Judge Configuration
Configure the LLM judge — models, timeouts, fallback chain, rate limiting
The judge is the LLM that evaluates your assertions. Configure it globally via playwright.config.ts or per-test with test.use().
Fallback chain
OPENAI_API_KEY set?
Yes → GPT-5.4-mini (primary)
Success → return score
Fail/timeout → try fallback
No → skip to fallback
ANTHROPIC_API_KEY set? (@anthropic-ai/sdk installed?)
Yes → Claude Haiku (fallback)
Success → return score
Fail/timeout → inconclusive
No → inconclusiveProvider outages or timeouts result in inconclusive (score: null) — the test passes. Your CI is never blocked by a judge API outage.
Rate limit errors (429) from the primary model get 3 retries with exponential backoff before falling through to the fallback.
JudgeConfig fields
| Field | Type | Default | Description |
|---|---|---|---|
primaryModel | string | 'gpt-5.4-mini' | Primary judge model |
fallbackModel | string | 'claude-3-5-haiku-20241022' | Fallback judge model |
timeout | number | 10000 | Timeout in ms.
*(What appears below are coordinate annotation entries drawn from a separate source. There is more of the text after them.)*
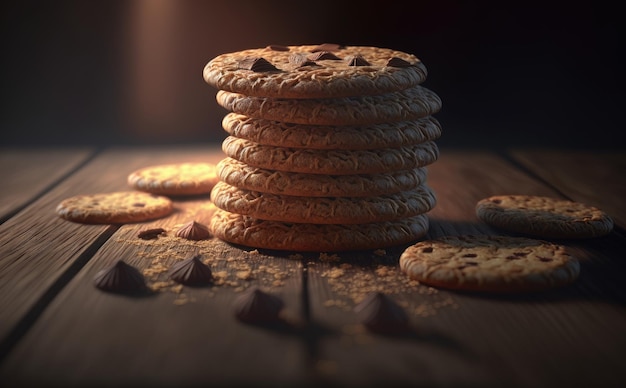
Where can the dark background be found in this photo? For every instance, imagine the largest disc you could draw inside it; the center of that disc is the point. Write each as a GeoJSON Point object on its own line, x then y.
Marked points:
{"type": "Point", "coordinates": [130, 72]}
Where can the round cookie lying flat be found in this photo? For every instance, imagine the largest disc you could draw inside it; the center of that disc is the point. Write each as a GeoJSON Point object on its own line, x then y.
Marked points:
{"type": "Point", "coordinates": [408, 104]}
{"type": "Point", "coordinates": [544, 217]}
{"type": "Point", "coordinates": [314, 71]}
{"type": "Point", "coordinates": [244, 176]}
{"type": "Point", "coordinates": [281, 134]}
{"type": "Point", "coordinates": [499, 264]}
{"type": "Point", "coordinates": [251, 232]}
{"type": "Point", "coordinates": [114, 208]}
{"type": "Point", "coordinates": [175, 179]}
{"type": "Point", "coordinates": [323, 210]}
{"type": "Point", "coordinates": [332, 162]}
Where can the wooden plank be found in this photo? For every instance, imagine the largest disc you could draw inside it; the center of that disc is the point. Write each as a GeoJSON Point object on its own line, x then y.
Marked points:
{"type": "Point", "coordinates": [37, 247]}
{"type": "Point", "coordinates": [464, 339]}
{"type": "Point", "coordinates": [178, 335]}
{"type": "Point", "coordinates": [27, 172]}
{"type": "Point", "coordinates": [569, 336]}
{"type": "Point", "coordinates": [596, 178]}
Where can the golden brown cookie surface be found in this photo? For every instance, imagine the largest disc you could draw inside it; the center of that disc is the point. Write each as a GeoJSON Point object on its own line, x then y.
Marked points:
{"type": "Point", "coordinates": [331, 162]}
{"type": "Point", "coordinates": [499, 264]}
{"type": "Point", "coordinates": [409, 104]}
{"type": "Point", "coordinates": [248, 231]}
{"type": "Point", "coordinates": [247, 177]}
{"type": "Point", "coordinates": [382, 135]}
{"type": "Point", "coordinates": [542, 216]}
{"type": "Point", "coordinates": [314, 71]}
{"type": "Point", "coordinates": [175, 179]}
{"type": "Point", "coordinates": [114, 207]}
{"type": "Point", "coordinates": [324, 210]}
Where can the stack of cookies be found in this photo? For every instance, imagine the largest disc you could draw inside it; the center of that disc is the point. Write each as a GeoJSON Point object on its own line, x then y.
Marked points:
{"type": "Point", "coordinates": [327, 150]}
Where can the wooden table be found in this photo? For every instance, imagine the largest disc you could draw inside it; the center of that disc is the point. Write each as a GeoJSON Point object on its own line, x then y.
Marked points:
{"type": "Point", "coordinates": [57, 329]}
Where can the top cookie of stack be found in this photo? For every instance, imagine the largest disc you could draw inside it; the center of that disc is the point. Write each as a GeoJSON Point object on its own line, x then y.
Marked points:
{"type": "Point", "coordinates": [328, 147]}
{"type": "Point", "coordinates": [322, 71]}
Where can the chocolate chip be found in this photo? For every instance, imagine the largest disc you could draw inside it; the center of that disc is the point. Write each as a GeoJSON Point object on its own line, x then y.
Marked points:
{"type": "Point", "coordinates": [327, 47]}
{"type": "Point", "coordinates": [357, 60]}
{"type": "Point", "coordinates": [256, 64]}
{"type": "Point", "coordinates": [277, 47]}
{"type": "Point", "coordinates": [322, 55]}
{"type": "Point", "coordinates": [398, 62]}
{"type": "Point", "coordinates": [150, 234]}
{"type": "Point", "coordinates": [300, 60]}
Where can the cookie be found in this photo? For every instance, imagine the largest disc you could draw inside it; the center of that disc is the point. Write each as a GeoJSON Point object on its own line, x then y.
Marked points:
{"type": "Point", "coordinates": [175, 179]}
{"type": "Point", "coordinates": [241, 175]}
{"type": "Point", "coordinates": [314, 71]}
{"type": "Point", "coordinates": [408, 104]}
{"type": "Point", "coordinates": [247, 231]}
{"type": "Point", "coordinates": [499, 264]}
{"type": "Point", "coordinates": [332, 162]}
{"type": "Point", "coordinates": [114, 208]}
{"type": "Point", "coordinates": [544, 217]}
{"type": "Point", "coordinates": [323, 210]}
{"type": "Point", "coordinates": [382, 135]}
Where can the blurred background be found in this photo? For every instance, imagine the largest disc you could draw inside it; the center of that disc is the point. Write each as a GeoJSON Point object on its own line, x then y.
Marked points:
{"type": "Point", "coordinates": [130, 72]}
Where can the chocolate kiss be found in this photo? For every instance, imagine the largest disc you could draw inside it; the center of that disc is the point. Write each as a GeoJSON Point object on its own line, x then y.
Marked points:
{"type": "Point", "coordinates": [381, 314]}
{"type": "Point", "coordinates": [256, 306]}
{"type": "Point", "coordinates": [191, 271]}
{"type": "Point", "coordinates": [120, 278]}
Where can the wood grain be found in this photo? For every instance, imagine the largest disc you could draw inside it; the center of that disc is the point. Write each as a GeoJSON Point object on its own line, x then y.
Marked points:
{"type": "Point", "coordinates": [26, 172]}
{"type": "Point", "coordinates": [37, 247]}
{"type": "Point", "coordinates": [73, 334]}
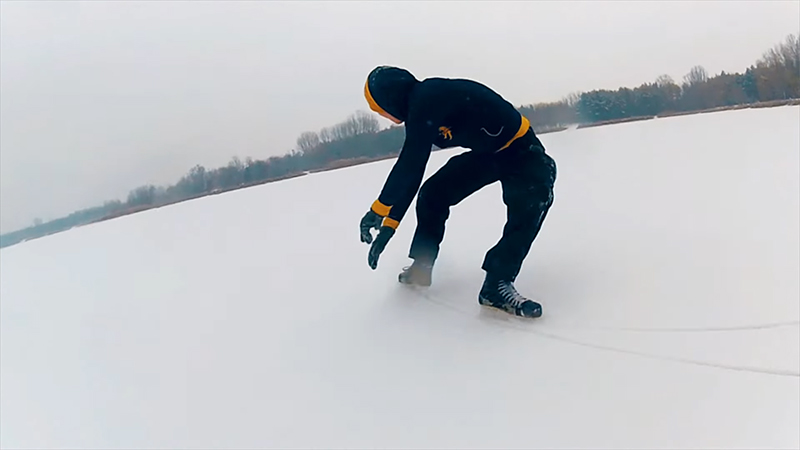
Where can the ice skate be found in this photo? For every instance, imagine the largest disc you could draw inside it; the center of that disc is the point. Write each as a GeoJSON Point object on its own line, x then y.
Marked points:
{"type": "Point", "coordinates": [417, 273]}
{"type": "Point", "coordinates": [502, 295]}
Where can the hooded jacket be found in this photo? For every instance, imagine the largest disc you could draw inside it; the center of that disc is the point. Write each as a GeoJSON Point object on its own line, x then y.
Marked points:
{"type": "Point", "coordinates": [437, 111]}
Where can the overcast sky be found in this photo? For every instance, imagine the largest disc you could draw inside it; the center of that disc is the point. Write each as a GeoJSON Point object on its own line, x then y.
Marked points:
{"type": "Point", "coordinates": [97, 98]}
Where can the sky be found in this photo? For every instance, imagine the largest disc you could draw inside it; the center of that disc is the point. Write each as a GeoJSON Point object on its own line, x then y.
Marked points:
{"type": "Point", "coordinates": [97, 98]}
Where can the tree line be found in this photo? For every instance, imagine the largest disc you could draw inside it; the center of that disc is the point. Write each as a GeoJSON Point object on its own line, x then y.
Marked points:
{"type": "Point", "coordinates": [774, 76]}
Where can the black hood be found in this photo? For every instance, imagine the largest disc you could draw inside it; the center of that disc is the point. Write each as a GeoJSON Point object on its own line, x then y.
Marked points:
{"type": "Point", "coordinates": [390, 88]}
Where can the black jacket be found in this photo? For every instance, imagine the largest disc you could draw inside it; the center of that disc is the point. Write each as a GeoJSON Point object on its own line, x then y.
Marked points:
{"type": "Point", "coordinates": [445, 113]}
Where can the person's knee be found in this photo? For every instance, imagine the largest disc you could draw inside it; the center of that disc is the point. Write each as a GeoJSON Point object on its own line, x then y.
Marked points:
{"type": "Point", "coordinates": [429, 199]}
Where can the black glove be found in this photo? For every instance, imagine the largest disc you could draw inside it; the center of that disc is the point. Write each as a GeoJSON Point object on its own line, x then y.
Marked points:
{"type": "Point", "coordinates": [375, 251]}
{"type": "Point", "coordinates": [370, 220]}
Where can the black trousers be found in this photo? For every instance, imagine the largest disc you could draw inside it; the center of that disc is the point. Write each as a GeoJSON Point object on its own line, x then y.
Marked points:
{"type": "Point", "coordinates": [527, 175]}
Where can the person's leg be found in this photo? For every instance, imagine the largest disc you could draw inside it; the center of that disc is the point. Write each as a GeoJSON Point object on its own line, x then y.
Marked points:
{"type": "Point", "coordinates": [528, 176]}
{"type": "Point", "coordinates": [461, 176]}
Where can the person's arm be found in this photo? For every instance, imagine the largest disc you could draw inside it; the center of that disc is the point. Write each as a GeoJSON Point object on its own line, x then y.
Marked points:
{"type": "Point", "coordinates": [405, 177]}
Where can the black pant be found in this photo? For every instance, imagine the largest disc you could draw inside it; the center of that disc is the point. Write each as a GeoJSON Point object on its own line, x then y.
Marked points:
{"type": "Point", "coordinates": [527, 175]}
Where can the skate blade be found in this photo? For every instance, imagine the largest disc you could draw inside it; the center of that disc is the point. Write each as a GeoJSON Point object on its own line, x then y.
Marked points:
{"type": "Point", "coordinates": [495, 313]}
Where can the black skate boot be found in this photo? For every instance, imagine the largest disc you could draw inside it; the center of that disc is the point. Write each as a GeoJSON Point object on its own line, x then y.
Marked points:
{"type": "Point", "coordinates": [418, 273]}
{"type": "Point", "coordinates": [502, 295]}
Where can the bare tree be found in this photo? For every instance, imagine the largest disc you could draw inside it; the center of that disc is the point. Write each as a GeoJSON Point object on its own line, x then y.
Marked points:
{"type": "Point", "coordinates": [696, 76]}
{"type": "Point", "coordinates": [664, 81]}
{"type": "Point", "coordinates": [307, 141]}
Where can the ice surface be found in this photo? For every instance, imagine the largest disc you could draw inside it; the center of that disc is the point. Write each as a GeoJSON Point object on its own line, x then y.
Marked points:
{"type": "Point", "coordinates": [669, 271]}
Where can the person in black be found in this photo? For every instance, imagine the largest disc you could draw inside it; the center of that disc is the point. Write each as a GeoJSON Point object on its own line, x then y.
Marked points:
{"type": "Point", "coordinates": [502, 147]}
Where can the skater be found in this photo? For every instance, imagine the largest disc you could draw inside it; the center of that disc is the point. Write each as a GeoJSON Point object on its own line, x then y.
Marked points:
{"type": "Point", "coordinates": [502, 147]}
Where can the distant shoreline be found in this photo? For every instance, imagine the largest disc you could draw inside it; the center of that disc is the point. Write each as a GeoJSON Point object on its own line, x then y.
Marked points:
{"type": "Point", "coordinates": [339, 164]}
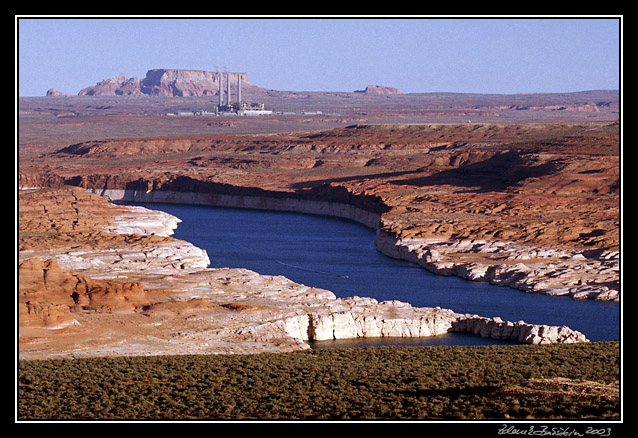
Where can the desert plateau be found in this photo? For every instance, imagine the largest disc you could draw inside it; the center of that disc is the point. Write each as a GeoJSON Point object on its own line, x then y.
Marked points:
{"type": "Point", "coordinates": [522, 191]}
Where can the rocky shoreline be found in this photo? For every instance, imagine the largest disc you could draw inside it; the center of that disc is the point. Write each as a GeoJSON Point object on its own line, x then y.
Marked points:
{"type": "Point", "coordinates": [186, 307]}
{"type": "Point", "coordinates": [544, 270]}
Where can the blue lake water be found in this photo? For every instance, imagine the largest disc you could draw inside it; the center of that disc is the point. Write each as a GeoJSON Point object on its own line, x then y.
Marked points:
{"type": "Point", "coordinates": [339, 255]}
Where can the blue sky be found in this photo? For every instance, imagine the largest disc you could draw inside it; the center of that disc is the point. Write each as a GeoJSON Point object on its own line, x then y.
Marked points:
{"type": "Point", "coordinates": [415, 55]}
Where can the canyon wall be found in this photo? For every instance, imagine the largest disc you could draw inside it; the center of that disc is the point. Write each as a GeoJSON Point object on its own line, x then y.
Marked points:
{"type": "Point", "coordinates": [529, 268]}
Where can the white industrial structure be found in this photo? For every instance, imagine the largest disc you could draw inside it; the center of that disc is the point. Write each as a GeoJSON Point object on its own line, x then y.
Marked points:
{"type": "Point", "coordinates": [239, 108]}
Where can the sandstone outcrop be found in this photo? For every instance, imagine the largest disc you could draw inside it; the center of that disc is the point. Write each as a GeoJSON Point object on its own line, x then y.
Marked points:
{"type": "Point", "coordinates": [533, 207]}
{"type": "Point", "coordinates": [168, 82]}
{"type": "Point", "coordinates": [48, 295]}
{"type": "Point", "coordinates": [378, 89]}
{"type": "Point", "coordinates": [132, 294]}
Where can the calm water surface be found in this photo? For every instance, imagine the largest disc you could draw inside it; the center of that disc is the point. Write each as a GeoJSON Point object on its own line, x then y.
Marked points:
{"type": "Point", "coordinates": [340, 256]}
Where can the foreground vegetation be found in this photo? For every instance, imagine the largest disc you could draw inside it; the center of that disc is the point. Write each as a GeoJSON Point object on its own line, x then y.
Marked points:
{"type": "Point", "coordinates": [576, 381]}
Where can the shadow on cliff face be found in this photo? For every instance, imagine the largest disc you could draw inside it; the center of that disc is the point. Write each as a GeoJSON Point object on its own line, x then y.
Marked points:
{"type": "Point", "coordinates": [496, 173]}
{"type": "Point", "coordinates": [324, 192]}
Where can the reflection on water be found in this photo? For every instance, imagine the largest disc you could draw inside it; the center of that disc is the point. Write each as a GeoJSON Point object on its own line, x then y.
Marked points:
{"type": "Point", "coordinates": [339, 255]}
Exceeded = inconclusive, not fail |
openaiApiKey | string | process.env.OPENAI_API_KEY | OpenAI API key |
anthropicApiKey | string | process.env.ANTHROPIC_API_KEY | Anthropic API key |
maxInputChars | number | 500000 | Max combined input character length |
inputHandling | 'reject' | 'truncate' | 'reject' | How to handle oversized inputs |
pricing | Record<string, {...}> | Built-in table | Custom per-token pricing (USD) |
rateLimit | { requestsPerMinute, burstCapacity } | Disabled | Per-worker rate limiting |
Global configuration
Add judgeConfig to the use block in your playwright.config.ts:
import { defineConfig } from "@playwright/test";
export default defineConfig({
use: {
judgeConfig: {
primaryModel: "gpt-5.4-mini",
timeout: 5000,
},
},
reporter: [
["list"],
[
"@llmassert/playwright/reporter",
{
projectSlug: "my-project",
apiKey: process.env.LLMASSERT_API_KEY,
},
],
],
});Per-test override
Override judge settings for a specific describe block with test.use():
import { test, expect } from "@llmassert/playwright";
test.describe("high-stakes evaluations", () => {
test.use({ judgeConfig: { timeout: 15000 } });
test("critical response is grounded", async () => {
const response = "We process refunds within 5 business days.";
const context = "Refunds are processed in 3-5 business days.";
await expect(response).toBeGroundedIn(context, { threshold: 0.95 });
});
});Rate limiting
For CI environments with parallel Playwright workers, configure rate limiting to avoid hitting provider limits:
judgeConfig: {
rateLimit: {
requestsPerMinute: 30, // per worker
burstCapacity: 5,
},
}Rate limiting is per-worker. With 4 parallel workers at 30 RPM each, total
throughput is 120 RPM. Set requestsPerMinute to
Math.floor(your_provider_limit / worker_count).